Mereka keberatan dengan muatan UU PM yang dinilai sangat liberal. Menurut Anggota Kuasa Hukum Tim Gerak Lawan Janses E Sihaloho, UU PM cenderung menggadai tanah untuk kepentingan investor semata, menyamaratakan perlakuan antara investor dalam negeri dan asing, bebas memindahkan modalnya kapan saja, hingga impunitas bagi korporasi asing dari nasionalisasi.

 

Dalam permohonannya, mereka meminta MK menguji delapan pasal dalam UUPM, yakni Pasal 2, Pasal 3 ayat (2), Pasal 4 ayat (2),  Pasal 8 ayat (1), Pasal 10 ayat (2), Pasal 12 ayat (1), Pasal 18 ayat (4), dan Pasal 22 agar dinyatakan bertentangan dengan konstitusi.

Beberapa ketentuan dalam UU ini melanggar demokrasi ekonomi yang diatur Pasal 33 UUD 1945, tandas Janses. Sehingga menurutnya, Hak menguasai Negara (HMN) yang diberikan oleh pasal 33 UUD 45 pada pemerintah menjadi melenceng dari tujuannya, yakni 'sebesar-besar kemakmuran rakyat'. Dari kemakmuran rakyat ini, mereka mengkaitkan pula dengan Pasal 27 ayat (2) dan Pasal 28C UUD 1945. Berapa petani yang akan kehilangan tanah garapan, berapa buruh yang bakal terekploitasi nantinya, ujar Jamses bak berjargon unjuk rasa.

 

Menilik  paparan dalam permohonan mereka, yang paling disorot adalah hak penguasaan tanah bagi investor asing. Perdebatan alot dalam pembentukan UUPM juga konon karena adanya kemungkinan diberikannya Hak Guna Usaha selama jangka waktu hampir seabad (95 tahun). Menurut Jamses, ini sebuah kebijakan yang lebih buruk dibanding zaman kolonial. Agrarische Wet, hukum agraria produk kolonial saja mengatur hak pemakaian tanah hanya selama 75 tahun, tandas Janses.

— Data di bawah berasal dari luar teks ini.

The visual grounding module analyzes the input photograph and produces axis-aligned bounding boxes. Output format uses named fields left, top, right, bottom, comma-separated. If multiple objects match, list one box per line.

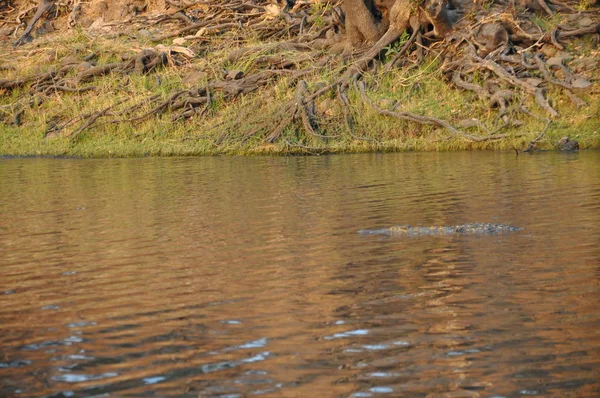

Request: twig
left=356, top=80, right=512, bottom=142
left=67, top=99, right=129, bottom=139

Pasal 22 UU Penanaman Modal

(1) Kemudahan pelayanan dan/atau perizinan hak atas tanah sebagaimana dimaksud dalam Pasal 21 huruf a dapat diberikan dan diperpanjang di muka sekaligus dan dapat diperbarui kembali atas permohonan penanam modal, berupa:

a. Hak Guna Usaha dapat diberikan dengan jumlah 95 (sembilan puluh lima) tahun dengan cara dapat diberikan dan diperpanjang di muka sekaligus selama 60 (enam puluh) tahun dan dapat diperbarui selama 35 (tiga puluh lima) tahun;

b.  Hak Guna Bangunan dapat diberikan dengan jumlah 80 (delapan puluh) tahun dengan cara dapat diberikan dan diperpanjang di muka sekaligus selama 50 (lima puluh) tahun dan dapat diperbarui selama 30 (tiga puluh) tahun; dan

c.  Hak Pakai dapat diberikan dengan jumlah 70 (tujuh puluh) tahun dengan cara dapat diberikan dan diperpanjang di muka sekaligus selama 45 (empat puluh lima) tahun dan dapat diperbarui selama 25 (dua puluh lima) tahun.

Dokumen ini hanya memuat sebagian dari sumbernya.